Technically spoken the LiDAR data comes in the LAS file format (for a format definition i.e. have a look at the American Society for Photogrammetry & Remote Sensing LAS documentation file). One LAS data set typically but not necessarily covers an area of 1 km by 1 km. Since the point clouds in the LAS data sets are large, a spatial index file (LAX) considerably reduces search and select operations in the data.

Brief Overview of LiDAR Software Tools

The development of the software is rapid. A few years ago, it was only possible to manipulate, manage and analyze LiDAR data with complex special tools. Especially the (partly (commercial) LAStools software was unrivaled for many years. Many remote sensing and remote sensing software tools have acquired licenses on this basis or developed components independently. Examples are GRASS GIS and ArcGIS. Beside the GIS packages there are a number of powerful specialists. Two important and typical representatives are 3D forest and FUSION.

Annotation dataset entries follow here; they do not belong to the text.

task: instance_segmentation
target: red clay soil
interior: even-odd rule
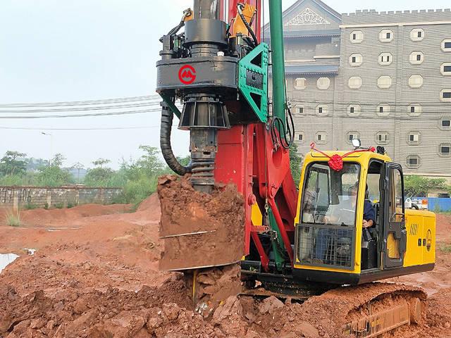
[[[158,194],[160,236],[164,237],[161,270],[223,265],[241,259],[244,202],[235,186],[215,187],[210,194],[194,190],[187,177],[166,175],[159,180]]]
[[[132,213],[61,218],[57,231],[32,222],[0,225],[0,252],[22,255],[0,274],[0,337],[334,337],[346,315],[360,311],[354,304],[362,294],[376,292],[350,289],[345,296],[331,291],[302,304],[230,296],[202,315],[187,296],[183,275],[158,270],[158,199],[151,196],[142,207]],[[43,212],[27,211],[30,220]],[[447,241],[451,220],[440,218],[439,246]],[[68,229],[73,224],[75,229]],[[23,248],[38,251],[30,256]],[[451,254],[438,251],[434,271],[397,279],[428,287],[427,314],[421,325],[384,337],[451,337],[450,275]],[[208,278],[204,282],[208,286]]]

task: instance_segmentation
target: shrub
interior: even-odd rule
[[[55,204],[55,208],[56,208],[57,209],[62,209],[63,208],[64,208],[64,204],[63,202],[57,203],[56,204]]]
[[[25,206],[25,210],[33,210],[37,208],[37,206],[36,206],[35,204],[32,204],[31,202],[27,202]]]
[[[10,227],[20,227],[22,224],[20,221],[20,213],[18,211],[7,213],[6,224]]]

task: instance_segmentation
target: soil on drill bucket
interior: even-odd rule
[[[210,194],[194,190],[186,177],[165,175],[158,194],[164,242],[160,270],[221,266],[241,259],[245,211],[236,187],[215,187]]]

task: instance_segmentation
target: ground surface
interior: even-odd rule
[[[158,270],[156,196],[129,209],[27,211],[19,227],[0,212],[0,254],[20,255],[0,274],[0,337],[336,337],[333,296],[321,306],[230,297],[204,318],[180,275]],[[439,247],[450,244],[451,217],[438,215],[437,225]],[[420,286],[429,298],[425,323],[388,337],[451,337],[451,254],[437,254],[433,271],[392,280]]]

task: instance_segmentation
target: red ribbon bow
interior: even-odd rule
[[[369,148],[368,149],[356,149],[352,151],[350,151],[348,153],[345,154],[342,156],[340,156],[338,154],[333,154],[332,156],[328,156],[327,154],[321,151],[321,150],[318,150],[315,148],[315,142],[311,142],[310,144],[310,149],[314,150],[315,151],[318,151],[319,154],[324,155],[326,157],[329,158],[329,161],[328,161],[328,164],[329,165],[329,168],[334,171],[340,171],[343,168],[343,158],[349,156],[350,155],[354,153],[361,153],[363,151],[372,151],[374,152],[376,149],[373,146]]]

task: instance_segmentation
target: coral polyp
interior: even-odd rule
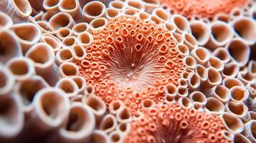
[[[137,109],[144,99],[163,100],[167,84],[177,84],[184,56],[165,27],[120,16],[91,33],[85,59],[72,62],[106,103],[118,99]]]
[[[0,142],[256,143],[255,0],[0,0]]]

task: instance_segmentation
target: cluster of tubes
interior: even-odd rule
[[[155,0],[1,0],[0,142],[202,142],[182,140],[182,137],[178,141],[166,139],[161,128],[148,132],[153,133],[145,138],[148,129],[140,122],[161,127],[164,119],[158,117],[171,114],[161,111],[162,107],[174,106],[217,117],[219,138],[226,142],[256,142],[255,1],[212,19],[188,19],[161,4]],[[81,68],[93,53],[87,48],[103,43],[104,38],[98,39],[110,21],[123,19],[168,31],[175,54],[182,57],[181,73],[176,80],[161,79],[164,86],[156,87],[156,97],[134,96],[133,104],[121,98],[102,98],[93,82],[104,77],[93,72],[83,77],[84,69],[94,68],[87,67],[87,63]],[[176,63],[171,64],[170,69],[178,70]],[[148,86],[156,85],[147,82]],[[113,95],[108,89],[106,92]],[[138,107],[133,109],[136,104]],[[152,117],[148,113],[152,111],[159,114]],[[180,131],[184,125],[179,127]]]

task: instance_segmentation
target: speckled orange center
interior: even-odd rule
[[[158,103],[165,85],[176,84],[184,71],[171,34],[149,21],[108,19],[100,32],[92,34],[86,58],[73,62],[107,104],[120,99],[135,111],[143,99]]]
[[[201,16],[212,19],[217,14],[229,13],[235,7],[242,7],[247,0],[161,0],[171,13],[192,18]]]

However all solution can be linked to R (we did it over the years) the lidr package has revolutionized the processing of LiDAR data in the R ecotop and is definitely by far the best choice (and even faster an more reliable than commercial tools). Extensive documentation and workflow examples can be found in the Wiki of the respective GitHub repository. A very recent publication is avaiblable at Remote Sensing of Environment idR: An R package for analysis of Airborne Laser Scanning (ALS) data.

Start up test

For the following, make sure these libraries are part of your setup (should be the case if you follow extended setup spotlight.

We make a short general check that we can start over i.e. if everything is ready to use. First load the tutorial data to an appropriate data folder of your project.

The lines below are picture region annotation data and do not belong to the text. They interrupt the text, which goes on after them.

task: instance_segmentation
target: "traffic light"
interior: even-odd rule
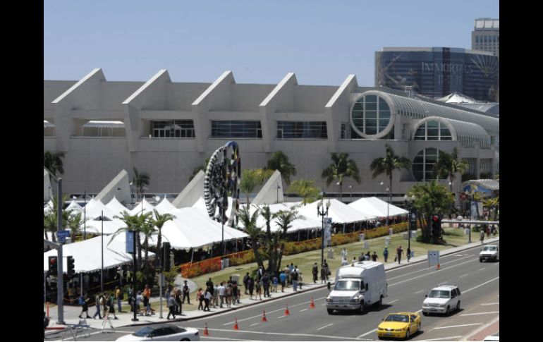
[[[71,276],[75,273],[75,265],[73,264],[73,257],[66,257],[66,261],[68,262],[68,276]]]
[[[432,216],[432,236],[439,238],[441,235],[441,222],[437,216]]]
[[[49,257],[49,274],[56,276],[59,274],[56,264],[56,257]]]
[[[170,243],[164,243],[162,245],[162,269],[165,272],[170,271],[171,264],[170,264]]]

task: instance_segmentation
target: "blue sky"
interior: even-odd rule
[[[44,2],[44,79],[373,86],[383,47],[470,49],[476,18],[498,0],[104,1]]]

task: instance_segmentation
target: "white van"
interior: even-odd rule
[[[383,298],[388,295],[388,286],[382,262],[363,261],[355,262],[355,266],[340,267],[336,284],[327,297],[328,313],[358,310],[363,314],[370,305],[382,305]]]

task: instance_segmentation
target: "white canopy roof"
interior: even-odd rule
[[[351,208],[374,217],[386,217],[387,207],[389,216],[404,215],[408,213],[407,210],[396,205],[389,204],[387,202],[374,197],[360,198],[348,205]]]
[[[132,255],[125,252],[126,236],[123,233],[117,236],[109,245],[110,238],[104,237],[104,268],[108,269],[126,262],[132,262]],[[74,259],[74,266],[76,273],[92,272],[99,270],[102,267],[100,249],[102,248],[102,237],[97,236],[85,241],[80,241],[68,245],[63,245],[63,256],[71,256]],[[56,250],[51,250],[44,253],[44,271],[49,269],[49,257],[56,256]],[[149,252],[149,255],[154,255]],[[67,262],[64,260],[63,267],[64,271],[67,271]]]
[[[328,217],[331,217],[332,222],[334,223],[349,224],[375,217],[374,216],[359,212],[336,199],[330,199],[329,200],[330,207],[328,209]],[[325,199],[324,202],[325,206],[328,200]],[[321,221],[322,217],[317,214],[317,206],[319,202],[320,202],[319,200],[302,207],[299,210],[300,214],[305,217]]]

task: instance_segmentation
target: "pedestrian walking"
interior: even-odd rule
[[[243,277],[243,286],[245,288],[243,289],[245,294],[248,295],[249,293],[247,292],[248,291],[248,283],[249,281],[249,272],[247,272],[247,274],[245,274],[245,276]]]
[[[170,298],[168,298],[168,308],[170,310],[170,312],[168,312],[168,317],[166,318],[166,319],[170,319],[170,314],[171,314],[173,317],[173,319],[176,319],[176,295],[172,293],[170,295]]]
[[[394,258],[394,261],[398,260],[398,264],[401,263],[401,255],[403,252],[403,250],[401,249],[401,245],[398,246],[398,248],[396,249],[396,257]]]
[[[183,303],[185,304],[185,298],[187,298],[187,304],[190,305],[190,291],[188,288],[188,284],[187,281],[185,281],[185,284],[183,286]]]
[[[96,297],[94,297],[94,305],[96,305],[96,313],[94,316],[92,316],[92,318],[96,319],[96,315],[98,315],[98,318],[99,319],[102,319],[102,314],[100,314],[100,300],[102,299],[102,293],[98,293],[96,295]]]
[[[90,318],[90,316],[89,316],[89,299],[88,295],[85,295],[79,298],[79,305],[81,305],[81,313],[79,314],[79,318],[83,318],[81,317],[82,314],[83,314],[83,312],[85,312],[85,318]]]
[[[202,291],[202,288],[198,288],[198,292],[196,293],[196,300],[200,304],[198,304],[198,310],[204,310],[204,293]]]
[[[372,261],[377,261],[377,253],[376,253],[374,250],[372,255]]]
[[[117,311],[121,312],[122,310],[121,305],[123,300],[123,293],[121,291],[121,288],[117,286],[115,288],[115,298],[117,300]]]
[[[285,285],[286,283],[286,274],[285,271],[282,271],[279,274],[279,280],[281,281],[281,292],[285,292]]]
[[[345,250],[345,248],[343,248],[343,250]],[[313,274],[313,283],[317,283],[317,279],[319,278],[319,267],[317,266],[317,262],[313,264],[313,268],[311,270],[311,273]]]

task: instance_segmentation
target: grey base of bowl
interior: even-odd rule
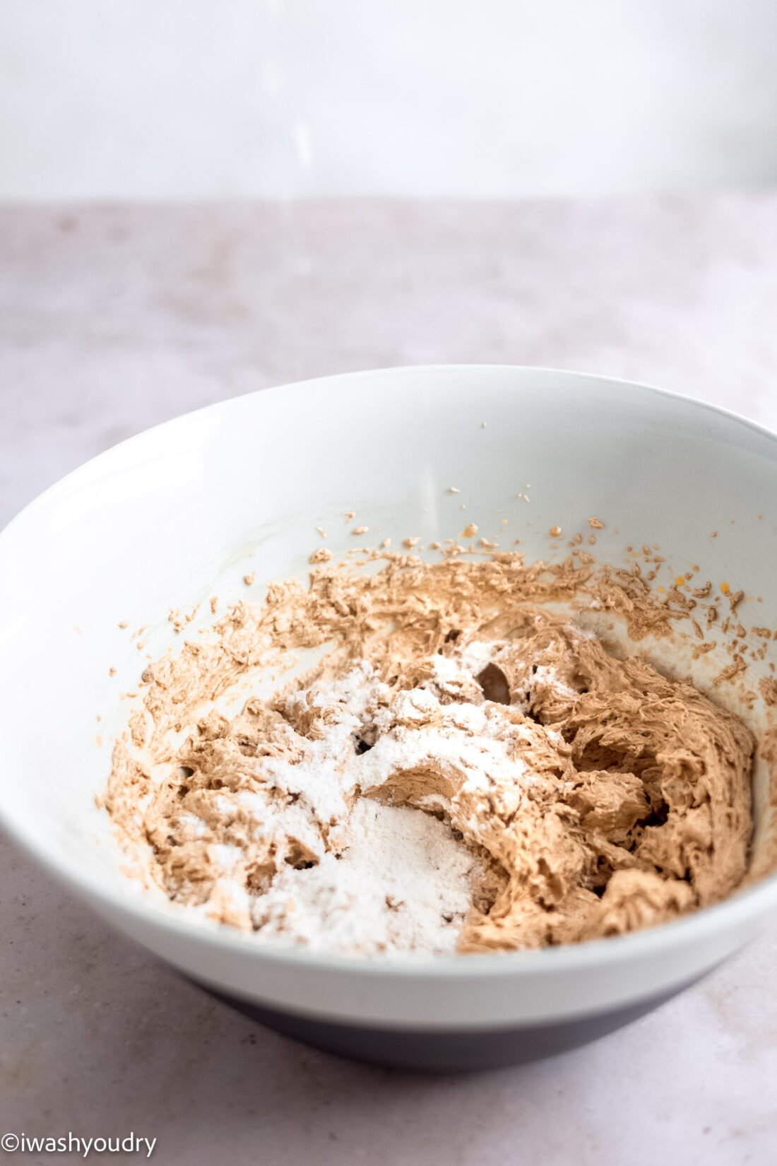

libs = c("lidR", "link2GI", "mapview", "raster", "rgdal", "rlas", "sp", "sf")
# NOTE file size is about 12MB
utils::download.file(url="https://github.com/gisma/gismaData/raw/master/uavRst/data/lidR_data.zip",
                     destfile=paste0(envrmt$path_tmp,"chm.zip"))
unzip(paste0(envrmt$path_tmp,"chm.zip"),
      exdir = envrmt$path_tmp,  
      overwrite = TRUE)

las_files = list.files(envrmt$path_tmp,
                       pattern = glob2rx("*.las"),
                       full.names = TRUE)

If you want to read a single (not to big) LAS file, you can use the readLAS function. Plotting the data set results in a 3D interactive screen which opens from within R.

lidar_file = readLAS(las_files[1])
plot(lidar_file, bg = "green", color = "Z",colorPalette = mvTop(256),backend="pcv")
LiDAR 3D animation.

If this works, you’re good to go.

How to get started?

For this first example we take a typical situation:

  • we have no idea about the software and possible solutions
  • we have no idea about LiDAR data processing and analysis
  • we just google something like lidR package tutorial

Among the top ten is The lidR package book. So let’s follow the white rabbit…

Creating a Canopy Height Model (CHM) reloaded

After successful application of the tutorial we will transfer it into a suitable script for our workflow. Please check the comments for better understanding and do it step by step! again. Please note that the following script is meant to be an basic example how:

  • to organize scripts in common
  • with a hands on example for creating a canopy height model.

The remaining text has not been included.